Perusahaan yang berbasis di Palo Alto, California itu mulai menerima penawaran awal untuk kontrak para penyuplai Model Y. Kendaraan itu merupakan tipe SUV compact yang menjadi proyek kelanjutan sedan Model 3 yang diluncurkan Juli tahun lalu.

Berdasarkan laporan Reuters, Model Y merupakan upaya pembuktian Tesla untuk tetap konsisten memproduksi mobil baru meskipun perusahaan tersebut sedang mengalami kesulitan dalam melanjutkan produksi Model 3.

Tahun lalu, peluncuran Model 3 sempat mengalami penundaan akibat kesulitan produksi, kendati sedan tersebut sudah mengantongi 500.000 pembeli awal dalam bentuk deposito yang dapat dicairkan. Akibat permasalahan produksi Model 3, Tesla mengalami kerugian material besar.

Namun, awal bulan ini, produsen otomotif yang dikepalai Elon Musk itu kembali berusaha meyakinkan para investornya bahwa produksi Model 3 telah meningkat pada kuartal I/2018 dan akan mencapai 5.000 unit pada kuartal kedua. Dengan kata lain, Tesla berupaya meyakinkan bahwa mereka mampu memproduksi Model 3 sebanyak 250.000 unit per tahun.

Dalam proses manufaktur otomotif, persaingan bidding (penawaran) merupakan proses rumit yang berperan krusial dalam tahap awal produksi kendaraan. Setelah perusahaan menjabarkan rencana mereka, para penyuplai bersaing menawarkan berbagai keunggulan seperti biaya dan teknologi.

Belum lama ini, Tesla telah menerbitkan surat ‘permintaan informasi’ (request for information/RFI) yang menjabarkan apa saja hal-hal yang mereka butuhkan dari para calon penyuplai untuk memproduksi Model Y.

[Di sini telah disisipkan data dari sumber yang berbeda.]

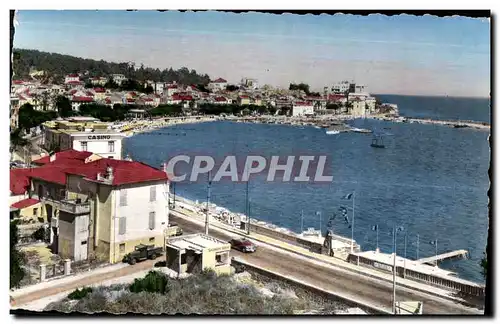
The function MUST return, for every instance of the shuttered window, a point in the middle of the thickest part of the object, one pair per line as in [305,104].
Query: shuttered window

“Saat ada model kendaraan baru, perusahaan otomotif biasanya harus sudah memilih mitra penyuplai setidaknya dua atau dua setengah tahun sebelum produksi dimulai. Untuk Model Y, yang rencananya diproduksi hanya dalam tempo satu setengah tahun ke depan, langkah Tesla dalam meluncurkan RFI termasuk agresif tetapi masuk akal,” papar sumber Reuters.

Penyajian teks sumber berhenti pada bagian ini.